Setting-up API Access in Octo

This template provisions a cross-account IAM role that grants Octo secure access to AWS account cost-related information. The role is assumed by Alphaus using an external ID for security, allowing automated access to billing, cost optimization, and related services.

Template Information

• Format Version: 2010-09-09
• Description: Template to setup cross account IAM role for Alphaus access to your account's cost-related information.

Parameters

The template requires two parameters during deployment:

Parameter	Type	Description	Notes
Principal	String	The Alphaus AWS account ID that will assume this role.	Must be numeric (^[0-9]*$). Do not change.
ExternalId	String	The external ID Alphaus uses when assuming this role.	Do not change.

Resources

IAM Role: AlphausAcctAccessRole

• Type: AWS::IAM::Role
• Role Name: AlphausAcctAccessRole
• Max Session Duration: 12 hours (43,200 seconds)
• Trust Policy (AssumeRole):
  • Allows the Principal AWS account (Alphaus) to assume the role.
  • Requires ExternalId match for enhanced security.

IAM Policies

The role attaches two managed inline policies:

Policy 1: root

Grants Alphaus read/list access to cost-related and optimization APIs, as well as limited role and stack management.

Key Permissions:

• Cost & Billing Data

  • cur:Describe* (Cost & Usage Reports)
  • ce:Get, ce:List (Cost Explorer)
  • billingconductor:List* (Billing Conductor)
  • savingsplans:Describe*

• AWS Service Usage & Recommendations

  • organizations:List*
  • rds, elasticache, es, redshift (reserved instance details)
  • compute-optimizer:Get, compute-optimizer:Export

• CloudFormation

  • cloudformation:Get, cloudformation:List, cloudformation:BatchDescribe*
  • Limited stack update on the deployed stack only

• IAM

  • iam:GetRole*, iam:PutRolePolicy (restricted to AlphausAcctAccessRole)
  • iam:CreateServiceLinkedRole (for cost optimization services like Trusted Advisor)

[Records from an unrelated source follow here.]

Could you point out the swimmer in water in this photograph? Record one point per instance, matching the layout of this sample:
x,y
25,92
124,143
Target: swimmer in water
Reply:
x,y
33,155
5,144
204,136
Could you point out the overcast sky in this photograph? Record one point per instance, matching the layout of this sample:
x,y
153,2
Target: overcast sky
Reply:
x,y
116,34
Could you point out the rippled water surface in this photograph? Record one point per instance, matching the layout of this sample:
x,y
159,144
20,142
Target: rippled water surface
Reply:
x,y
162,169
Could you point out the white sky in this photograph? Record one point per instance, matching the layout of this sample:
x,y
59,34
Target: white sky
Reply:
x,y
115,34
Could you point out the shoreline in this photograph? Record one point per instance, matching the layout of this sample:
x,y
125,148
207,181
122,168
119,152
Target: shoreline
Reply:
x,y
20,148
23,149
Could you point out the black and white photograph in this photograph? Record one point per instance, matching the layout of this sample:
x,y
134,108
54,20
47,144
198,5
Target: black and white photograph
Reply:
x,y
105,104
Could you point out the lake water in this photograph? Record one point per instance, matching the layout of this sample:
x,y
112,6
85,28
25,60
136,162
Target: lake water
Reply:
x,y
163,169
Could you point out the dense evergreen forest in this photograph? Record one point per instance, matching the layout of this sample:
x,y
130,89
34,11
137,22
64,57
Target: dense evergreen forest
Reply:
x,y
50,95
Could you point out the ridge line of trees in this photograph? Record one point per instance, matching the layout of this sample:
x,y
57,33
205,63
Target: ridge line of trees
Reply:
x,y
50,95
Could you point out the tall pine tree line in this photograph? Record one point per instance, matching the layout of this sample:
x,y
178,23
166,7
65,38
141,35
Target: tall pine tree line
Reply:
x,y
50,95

Policy 2: octo-optimization-recommendation

Provides broader access for optimization recommendations, automation, and remediation actions.

Key Permissions:

• Cost Optimization & Trusted Advisor

  • trustedadvisor:Get, trustedadvisor:List
  • support:Describe*
  • cost-optimization-hub:*

• Resource Management (with potential cost savings impact)

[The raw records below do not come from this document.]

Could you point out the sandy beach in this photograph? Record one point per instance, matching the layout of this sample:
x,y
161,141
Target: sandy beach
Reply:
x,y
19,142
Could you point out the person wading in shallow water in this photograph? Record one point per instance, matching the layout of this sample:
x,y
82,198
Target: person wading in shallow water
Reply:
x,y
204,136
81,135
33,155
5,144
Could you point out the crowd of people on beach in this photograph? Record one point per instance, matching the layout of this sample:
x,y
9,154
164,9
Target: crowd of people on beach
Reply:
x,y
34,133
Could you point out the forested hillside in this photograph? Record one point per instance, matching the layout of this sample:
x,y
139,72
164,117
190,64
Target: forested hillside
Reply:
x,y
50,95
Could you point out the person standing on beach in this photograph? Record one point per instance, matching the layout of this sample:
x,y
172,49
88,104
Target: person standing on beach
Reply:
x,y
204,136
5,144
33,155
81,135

  • EC2: DeleteVolume, ModifyVolume, CreateSnapshot, CreateImage, RebootInstances, etc.
  • RDS: DeleteDBInstance, CreateDBSnapshot
  • Redshift, Elasticsearch: DeleteCluster, DeleteDomain
  • S3: PutLifecycleConfiguration, GetLifecycleConfiguration
  • ECS: RegisterTaskDefinition, UpdateService
  • Lambda: DeleteFunction, UpdateFunctionConfiguration
  • ELB: DeleteLoadBalancer

• IAM & Instance Profile Management

  • iam:CreateRole, iam:AttachRolePolicy, iam:CreateInstanceProfile, iam:PassRole, etc.

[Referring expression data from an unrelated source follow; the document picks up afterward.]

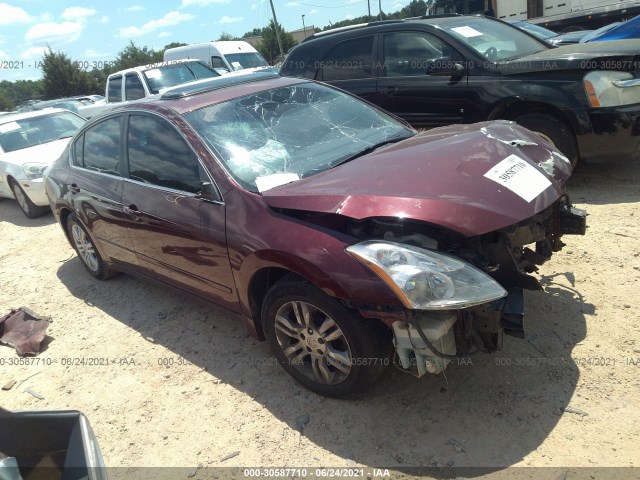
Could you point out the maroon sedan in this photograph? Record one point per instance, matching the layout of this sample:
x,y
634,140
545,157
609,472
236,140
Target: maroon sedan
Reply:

• Automation & Systems Manager

  • ssm:, ssmmessages:, ec2messages:*
  • ssm:SendCommand

• Other AWS Services

  • secretsmanager:*
  • cloudtrail:LookupEvents
  • pricing:Get*, pricing:ListPriceLists, pricing:DescribeServices
  • quicksight:List*
  • kendra:List, kendra:Describe
  • bedrock:List, bedrock:Get

Security Considerations

• High-Privilege Actions: The role has delete and modification permissions (EC2, RDS, Redshift, etc.). This is necessary for cost optimization automation but with additional setup on Change Template.

• ExternalId Requirement: Protect permissions to access certain resources or perform certain actions.

• Scoped IAM Role Policy: Some IAM actions are restricted to the AlphausAcctAccessRole itself.